Entrambi gli ospiti di quel riparo avevano la carnagione completamente verde e stavano sdraiati su due brandine. Erano un ragazzo e una ragazza, entrambi dai capelli castano chiaro, lei lisci ed estremamente lunghi e lui corti ed arruffati. Lyon riconobbe immediatamente la donna, che indossava un paio di cuffie con delle orecchie di gatto, dei pantaloncini neri come gli stivali alti, e un maglioncino bianco a pois viola e rosa, mentre Cico fissò interdetto il secondo, vestito con un paio di pantaloni grigi tutti strappati, delle scarpe da ginnastica e un largo maglione color ciano, e, suo tratto distintivo, un berretto da orso sul capo. Appena lei spalancò i grandi occhi, rivelando l'iride di uno straordinario colore viola, al leone si fecero lucidi gli occhi ed esclamò il nome della ragazza che aveva cercato tanto a lungo: Anna, la sua fidanzata.

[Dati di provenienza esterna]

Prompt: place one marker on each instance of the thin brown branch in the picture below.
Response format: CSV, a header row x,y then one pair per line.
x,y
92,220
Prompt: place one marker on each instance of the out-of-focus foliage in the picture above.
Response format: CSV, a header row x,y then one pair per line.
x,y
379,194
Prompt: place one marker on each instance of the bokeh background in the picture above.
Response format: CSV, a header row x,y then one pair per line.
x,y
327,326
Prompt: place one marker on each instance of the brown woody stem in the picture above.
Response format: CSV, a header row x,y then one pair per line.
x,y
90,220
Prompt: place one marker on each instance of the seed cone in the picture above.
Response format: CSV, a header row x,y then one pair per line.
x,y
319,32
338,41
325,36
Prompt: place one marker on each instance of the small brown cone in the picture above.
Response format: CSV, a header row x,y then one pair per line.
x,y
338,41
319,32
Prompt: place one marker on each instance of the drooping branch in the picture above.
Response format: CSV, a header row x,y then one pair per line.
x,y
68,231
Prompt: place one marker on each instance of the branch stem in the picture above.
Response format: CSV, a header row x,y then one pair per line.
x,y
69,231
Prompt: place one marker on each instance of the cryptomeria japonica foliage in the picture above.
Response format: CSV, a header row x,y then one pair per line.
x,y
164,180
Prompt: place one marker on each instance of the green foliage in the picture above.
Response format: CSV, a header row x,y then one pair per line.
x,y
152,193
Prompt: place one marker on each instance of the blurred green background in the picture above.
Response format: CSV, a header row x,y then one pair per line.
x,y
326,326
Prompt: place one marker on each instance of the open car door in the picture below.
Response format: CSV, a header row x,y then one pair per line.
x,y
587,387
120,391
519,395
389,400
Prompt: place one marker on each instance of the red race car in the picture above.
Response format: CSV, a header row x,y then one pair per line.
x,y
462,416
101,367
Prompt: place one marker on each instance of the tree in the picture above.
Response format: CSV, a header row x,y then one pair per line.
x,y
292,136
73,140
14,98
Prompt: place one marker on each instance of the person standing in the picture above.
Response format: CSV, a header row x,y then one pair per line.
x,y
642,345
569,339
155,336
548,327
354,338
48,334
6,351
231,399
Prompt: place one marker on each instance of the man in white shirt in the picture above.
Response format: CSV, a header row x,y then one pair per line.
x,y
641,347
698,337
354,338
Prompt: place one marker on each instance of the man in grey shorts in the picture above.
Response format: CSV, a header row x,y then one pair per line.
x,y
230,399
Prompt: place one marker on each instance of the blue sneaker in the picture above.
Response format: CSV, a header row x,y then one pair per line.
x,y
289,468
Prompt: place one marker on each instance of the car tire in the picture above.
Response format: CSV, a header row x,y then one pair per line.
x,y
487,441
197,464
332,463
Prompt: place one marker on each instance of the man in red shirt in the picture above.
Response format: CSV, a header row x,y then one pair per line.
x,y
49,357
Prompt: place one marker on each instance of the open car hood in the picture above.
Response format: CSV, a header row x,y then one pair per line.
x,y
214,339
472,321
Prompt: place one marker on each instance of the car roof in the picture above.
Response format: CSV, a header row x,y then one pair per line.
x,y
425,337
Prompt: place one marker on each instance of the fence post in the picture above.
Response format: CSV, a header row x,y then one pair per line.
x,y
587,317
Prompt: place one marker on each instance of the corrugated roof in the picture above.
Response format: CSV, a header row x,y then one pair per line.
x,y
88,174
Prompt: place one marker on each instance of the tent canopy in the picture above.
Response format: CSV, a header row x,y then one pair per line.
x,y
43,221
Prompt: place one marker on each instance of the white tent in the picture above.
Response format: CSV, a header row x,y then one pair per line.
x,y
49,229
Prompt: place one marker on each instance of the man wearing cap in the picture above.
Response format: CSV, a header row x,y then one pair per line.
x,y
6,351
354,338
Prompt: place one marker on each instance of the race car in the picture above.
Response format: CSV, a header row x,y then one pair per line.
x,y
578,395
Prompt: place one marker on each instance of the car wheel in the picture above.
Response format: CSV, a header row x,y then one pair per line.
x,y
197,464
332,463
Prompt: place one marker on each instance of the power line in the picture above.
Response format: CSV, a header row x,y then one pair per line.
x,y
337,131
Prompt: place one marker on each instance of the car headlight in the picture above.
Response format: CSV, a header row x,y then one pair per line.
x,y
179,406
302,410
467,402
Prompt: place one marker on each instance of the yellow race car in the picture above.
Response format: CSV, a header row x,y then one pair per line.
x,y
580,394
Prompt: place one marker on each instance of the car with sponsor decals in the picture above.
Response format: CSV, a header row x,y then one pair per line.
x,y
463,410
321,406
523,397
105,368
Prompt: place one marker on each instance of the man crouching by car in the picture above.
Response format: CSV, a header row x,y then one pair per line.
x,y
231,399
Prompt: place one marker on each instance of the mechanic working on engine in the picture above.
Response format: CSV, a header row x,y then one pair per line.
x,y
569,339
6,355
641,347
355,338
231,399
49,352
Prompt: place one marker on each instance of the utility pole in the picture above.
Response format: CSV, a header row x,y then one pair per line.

Corse ad abbracciarla, mentre Cico, sorpreso, si fiondò su Giorgio, uno dei suoi migliori amici.
"Ragazzi! Che ci fate qui?!" Giorgio riuscì a malapena a parlare dalla soffocante stretta del compagno, mentre Anna sembrava incollata a Lyon.
"Mi sei mancato così tanto" gli sussurrò all'orecchio, trattenendo un paio di singhiozzi, poi si voltò. Giorgio e Cico osservavano la scena, inteneriti.
"Bando alle ciance" esclamò con una contentezza che non gli si vedeva da tempo Lyon. "Uscite di qui, tanto potete, altrimenti vi avrebbero chiuso dentro." Li accompagnò alla luce della luna e con un ampio gesto del braccio gli illustrò la prospettiva dell'accampamento.
"Bene, ragazzi" dissero in coro Anna e Giorgio "Ora però diteci cosa ci facciamo qui".